# Michael's Wiki

Streaming is a set of conditions:

• * Input data is so large that it cannot fit into memory
• * Have to solve a problem on it using one (or a few) passes
• * Maintain a “sketch”, a data structure much smaller than the input which is easily updated but retains important information
##### Majority Voting Problem

Election with large number n of voters. Each can write in one arbitrary name as their vote The election is won by a candidate with greater than n/2 votes (strict majority) How to find the winner using very little internal storage?

#### Solutions

In a pass where a non-winner is the current candidate, votes for the winner will not be counted for the winner later. However, throwing away that vote along with the candidate preserves a total $> \frac{n^'}{2}$ the true winner has.

• count = 0
• candidate = None
• for vote in stream:
• if count == 0:
• candidate = vote
• if candidate == vote:
• count = count + 1
• else:
• count = count - 1
• second pass through stream to count total votes and verify a winner exists
##### Straggler Detection Problem

An office building has one entrance with a guard. Most workers arrive in the morning. They may go out for lunch or breaks. They leave in the evening. The guard wants to know who is still in the building. (not how many, but the identities)

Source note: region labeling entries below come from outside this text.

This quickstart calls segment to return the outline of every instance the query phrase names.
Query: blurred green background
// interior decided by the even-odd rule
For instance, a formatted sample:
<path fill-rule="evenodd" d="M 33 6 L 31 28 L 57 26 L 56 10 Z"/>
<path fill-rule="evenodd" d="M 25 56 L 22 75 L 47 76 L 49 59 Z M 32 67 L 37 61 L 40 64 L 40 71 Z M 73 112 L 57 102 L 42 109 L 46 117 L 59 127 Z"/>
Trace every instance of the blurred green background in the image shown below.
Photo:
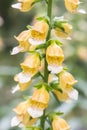
<path fill-rule="evenodd" d="M 14 35 L 26 29 L 28 24 L 37 14 L 45 14 L 44 2 L 37 4 L 30 12 L 21 13 L 12 9 L 11 4 L 17 1 L 0 0 L 0 130 L 19 130 L 11 128 L 10 122 L 15 107 L 26 92 L 11 93 L 16 85 L 13 80 L 15 74 L 20 72 L 19 64 L 23 61 L 24 54 L 10 55 L 10 51 L 17 45 Z M 80 8 L 87 12 L 87 1 L 82 0 Z M 43 8 L 44 7 L 44 8 Z M 46 10 L 45 10 L 46 11 Z M 60 111 L 65 112 L 65 117 L 72 126 L 71 130 L 87 130 L 87 15 L 71 14 L 64 7 L 63 0 L 54 0 L 53 16 L 64 15 L 73 25 L 72 40 L 62 40 L 64 43 L 65 64 L 78 80 L 76 88 L 79 99 L 70 104 L 57 104 Z M 28 94 L 28 92 L 27 92 Z"/>

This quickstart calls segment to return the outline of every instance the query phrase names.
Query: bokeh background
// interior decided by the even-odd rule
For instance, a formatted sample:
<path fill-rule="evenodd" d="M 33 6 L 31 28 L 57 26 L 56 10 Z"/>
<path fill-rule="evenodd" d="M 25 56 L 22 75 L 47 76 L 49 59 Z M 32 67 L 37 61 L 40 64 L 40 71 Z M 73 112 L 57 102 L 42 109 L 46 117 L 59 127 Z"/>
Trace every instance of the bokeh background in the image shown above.
<path fill-rule="evenodd" d="M 0 130 L 19 130 L 11 128 L 10 122 L 14 113 L 12 108 L 23 100 L 26 92 L 11 93 L 16 85 L 13 80 L 15 74 L 20 72 L 19 64 L 24 54 L 10 55 L 10 51 L 17 45 L 14 35 L 18 35 L 32 24 L 37 14 L 46 12 L 44 2 L 37 4 L 30 12 L 21 13 L 12 9 L 11 4 L 17 1 L 0 0 Z M 81 0 L 80 8 L 87 12 L 87 1 Z M 64 44 L 65 64 L 78 83 L 75 88 L 79 91 L 79 99 L 70 104 L 59 103 L 57 109 L 65 112 L 64 116 L 72 126 L 71 130 L 87 130 L 87 15 L 71 14 L 64 7 L 63 0 L 54 0 L 53 16 L 64 15 L 73 25 L 72 40 L 62 40 Z M 29 92 L 27 91 L 27 94 Z"/>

This is a dynamic set problem with add and remove operations. When the set is small, need to report all of its elements.

#### Easier version

How to identify the missing number from 1-100 out of the remaining 99?

• * missing one = $\left[ \sum_{i = 1}^{100} i \right] - \left[ \sum x \right]$ for inputs x

#### Invertible Bloom Filter

Use an IBF to keep track during the day. Then at the end of the day use the IBF's decode() function.